Arama yapmak için lütfen yukarıdaki kutulardan birine aramak istediğiniz terimi girin.

Duruşmada Etkinlik Kazanan Yargılama İlkeleri ile Usulî Müktesep Hak Işığında Türk Hukuk Yargılamasında Eş Zamanlı Ses ve Görüntü Aktarımıyla Duruşma Yapılmasının Olması Gereken Sınırları

The Necessary Limits of Holding a Hearing with Simultaneously Sound and Image Transmission in Turkish Civil Proceeding in the Light of Principles of Judgment that Come to the Fore and Procedural Vested Right

Emre KIYAK

Pandemi koşullarında adalete erişimin tüm kapılarını açık tutmak üzere, bilişim teknolojilerine yargılama sürecinde nasıl daha fazla etkinlik kazandırılabilir sorusuna isabetli cevaplar verebilme ihtiyacı daha fazla hissedilmeye başlamıştır. Ancak bu noktada atılacak acele adımlar, yargılamanın temel ilkelerinin (farkında olmadan) zedelenmesine yol açabilecek sonuçlar doğurabilecektir. Yargılama sürecini gerçek ortamdan sanal ortama taşımaya yönelik girişimlerde temel yargılama ilkeleri mümkün olduğu ölçüde gözetilerek ölçülülük temelli bir yaklaşım benimsenmesi, “Yargılama İlkeleri” - “Yargılamada Hız ve Kolaylık Arzusu” çatışmasını kazan-kazan ekseninde çözümleyen sonuçlar üretilmesine katkı sunabilecektir. Bu doğrultuda çalışma, hukuk yargılamasında ses ve görüntü aktarımıyla duruşma yapılması özelinde “böyle bir yaklaşımın nasıl geliştirilebileceği sorusunu” masaya yatırmayı amaçlamaktadır. Çalışmanın temel önermesi, çevrimiçi duruşma uygulamalarının fiziki ortamda gerçekleştirilen duruşmaların bir ikamesi olamayacağı ve bu sebeple uygulanma alanının kısıtlanması gerektiğidir. e-duruşma uygulamalarının temel sorunları arasında yer alan duruşma sırasında bağlantı kopması durumunda, o ana dek gerçekleştirilen işlemlerin akıbetinin ne olacağı sorusuna Türkiye gibi kesitli (ardışık), yani birbirini takip eden duruşma modelini benimseyen yargılama sistemlerinde usulî müktesep hakkın doğduğu anı tespit ederek cevap vermeye odaklanan bu çalışmada, usulî müktesep hak müessesinin belirsizliklerinden arındırılmasının e-duruşma uygulamalarındaki önemine vurgu yapılacak ve son olarak, etkili bir dava yönetimi sistemi ile yoğunlaştırılmış duruşma yaklaşımı doğrultusunda bir yargılama süreci tasarımının gerekliliğine kısaca işaret edilecektir.

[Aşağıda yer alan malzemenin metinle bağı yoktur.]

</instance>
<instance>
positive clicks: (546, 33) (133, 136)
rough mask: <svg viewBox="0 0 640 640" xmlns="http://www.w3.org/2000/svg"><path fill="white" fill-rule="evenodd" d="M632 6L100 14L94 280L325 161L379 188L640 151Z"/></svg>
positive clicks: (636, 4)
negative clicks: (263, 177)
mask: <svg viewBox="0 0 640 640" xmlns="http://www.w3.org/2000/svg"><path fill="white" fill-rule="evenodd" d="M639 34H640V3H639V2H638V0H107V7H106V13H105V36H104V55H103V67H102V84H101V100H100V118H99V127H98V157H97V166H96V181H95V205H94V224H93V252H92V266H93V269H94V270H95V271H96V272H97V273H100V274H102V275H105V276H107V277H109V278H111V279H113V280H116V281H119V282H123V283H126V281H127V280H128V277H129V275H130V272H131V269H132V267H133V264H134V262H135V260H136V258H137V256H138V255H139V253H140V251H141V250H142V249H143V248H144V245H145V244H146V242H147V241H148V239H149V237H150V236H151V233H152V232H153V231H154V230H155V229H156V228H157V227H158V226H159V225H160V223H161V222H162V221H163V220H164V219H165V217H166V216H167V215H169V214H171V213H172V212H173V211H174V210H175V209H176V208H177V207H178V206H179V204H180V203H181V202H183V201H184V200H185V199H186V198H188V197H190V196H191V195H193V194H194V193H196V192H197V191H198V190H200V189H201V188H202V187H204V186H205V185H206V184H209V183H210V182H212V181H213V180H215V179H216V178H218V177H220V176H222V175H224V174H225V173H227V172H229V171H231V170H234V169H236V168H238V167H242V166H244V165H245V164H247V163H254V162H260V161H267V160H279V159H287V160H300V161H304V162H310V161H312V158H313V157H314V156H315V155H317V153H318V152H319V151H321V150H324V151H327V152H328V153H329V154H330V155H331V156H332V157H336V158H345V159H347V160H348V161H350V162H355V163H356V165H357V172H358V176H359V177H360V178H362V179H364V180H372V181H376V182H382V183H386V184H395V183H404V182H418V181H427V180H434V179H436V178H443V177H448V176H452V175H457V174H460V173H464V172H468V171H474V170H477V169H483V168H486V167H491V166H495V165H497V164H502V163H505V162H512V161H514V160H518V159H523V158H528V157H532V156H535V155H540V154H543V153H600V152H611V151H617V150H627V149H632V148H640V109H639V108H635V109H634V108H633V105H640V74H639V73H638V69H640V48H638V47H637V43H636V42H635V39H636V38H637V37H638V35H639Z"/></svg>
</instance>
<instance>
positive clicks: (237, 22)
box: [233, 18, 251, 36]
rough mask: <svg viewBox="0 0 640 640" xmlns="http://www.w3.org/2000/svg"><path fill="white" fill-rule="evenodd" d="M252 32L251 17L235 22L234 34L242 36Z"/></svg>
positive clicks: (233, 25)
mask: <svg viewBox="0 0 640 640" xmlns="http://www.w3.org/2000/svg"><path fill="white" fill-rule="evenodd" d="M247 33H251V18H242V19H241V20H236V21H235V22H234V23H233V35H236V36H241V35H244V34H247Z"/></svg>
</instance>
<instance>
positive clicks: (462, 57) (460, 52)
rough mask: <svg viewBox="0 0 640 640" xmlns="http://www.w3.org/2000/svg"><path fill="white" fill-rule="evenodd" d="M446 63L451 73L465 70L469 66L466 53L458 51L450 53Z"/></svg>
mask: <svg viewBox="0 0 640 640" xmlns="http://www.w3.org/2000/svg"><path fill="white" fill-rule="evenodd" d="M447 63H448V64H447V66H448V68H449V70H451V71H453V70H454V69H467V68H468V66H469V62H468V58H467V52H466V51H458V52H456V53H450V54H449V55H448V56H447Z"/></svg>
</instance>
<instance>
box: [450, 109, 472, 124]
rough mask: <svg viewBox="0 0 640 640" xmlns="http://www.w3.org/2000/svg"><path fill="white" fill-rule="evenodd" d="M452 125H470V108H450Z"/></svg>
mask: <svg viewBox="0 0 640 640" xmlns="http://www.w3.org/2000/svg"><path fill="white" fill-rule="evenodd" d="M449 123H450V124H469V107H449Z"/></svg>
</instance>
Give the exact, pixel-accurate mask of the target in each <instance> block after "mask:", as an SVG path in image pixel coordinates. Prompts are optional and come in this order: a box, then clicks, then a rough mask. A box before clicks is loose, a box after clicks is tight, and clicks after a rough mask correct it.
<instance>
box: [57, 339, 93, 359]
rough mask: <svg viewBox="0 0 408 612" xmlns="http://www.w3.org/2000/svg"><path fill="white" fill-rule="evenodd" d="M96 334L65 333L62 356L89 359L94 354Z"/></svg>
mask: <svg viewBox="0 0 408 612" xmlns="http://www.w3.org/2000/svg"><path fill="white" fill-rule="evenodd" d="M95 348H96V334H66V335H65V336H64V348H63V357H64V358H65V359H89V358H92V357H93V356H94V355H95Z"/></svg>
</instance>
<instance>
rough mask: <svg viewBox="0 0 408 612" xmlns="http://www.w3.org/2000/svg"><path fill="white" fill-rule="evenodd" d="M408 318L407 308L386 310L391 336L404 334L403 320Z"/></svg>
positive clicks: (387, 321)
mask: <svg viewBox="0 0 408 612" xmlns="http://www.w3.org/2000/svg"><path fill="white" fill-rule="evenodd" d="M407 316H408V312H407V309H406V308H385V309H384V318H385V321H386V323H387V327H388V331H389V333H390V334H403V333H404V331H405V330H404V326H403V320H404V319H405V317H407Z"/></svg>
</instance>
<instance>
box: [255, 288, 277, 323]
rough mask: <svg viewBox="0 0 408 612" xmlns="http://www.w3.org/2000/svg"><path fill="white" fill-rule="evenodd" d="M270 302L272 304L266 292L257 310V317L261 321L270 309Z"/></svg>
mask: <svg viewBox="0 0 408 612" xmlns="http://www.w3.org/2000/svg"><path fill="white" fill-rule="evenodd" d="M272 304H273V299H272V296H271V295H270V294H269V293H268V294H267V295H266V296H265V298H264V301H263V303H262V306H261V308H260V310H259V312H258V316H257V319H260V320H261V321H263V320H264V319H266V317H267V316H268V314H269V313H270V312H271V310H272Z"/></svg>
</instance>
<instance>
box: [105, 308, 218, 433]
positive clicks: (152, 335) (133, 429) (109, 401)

e-Duruşma, Çevrimiçi Duruşma, Yoğunlaştırılmış Duruşma, Kesitli Duruşma, Usulî Müktesep Hak.

To keep open all doors of access to justice under the conditions of Pandemic, the need to give accurate answers to the question of how to gain more efficiency from information technologies in the judicial procedure has increased. However, hasty steps to be taken at this point may result in (unwittingly) damage to the basic principles of the judgment. In attempts to bring away the judicial process from real environment to virtual environment, adopting a proportionality based approach by considering the basic judgment principles as much as possible will contribute to having results that resolve the conflict of “Principles of Judgment” vs. “Need for Speed and Convenience in Judgment” in a win-win situation. In this respect, this article aims to discuss the question of “how such an approach can be developed” in terms of holding a hearing with sound and image transmission in civil procedure. The basic premise of the study is that online hearing applications cannot be a substitute for the hearings held in the physical environment, and therefore the area of its application should be limited. In this study which intends to find out what will happen to the transactions carried out so far in case of disconnection during the hearing, which is among the main problems of e-hearing applications, by determining the moment when the procedural vested right arises in Turkish civil procedure, which adopts the discontinuous hearing model, the importance of clearing the uncertainties of the procedural vested right in e-hearing practices will be emphasized. In addition, the necessity of designing a trial process in line with a concentrated hearing approach and an effective case management system will be indicated.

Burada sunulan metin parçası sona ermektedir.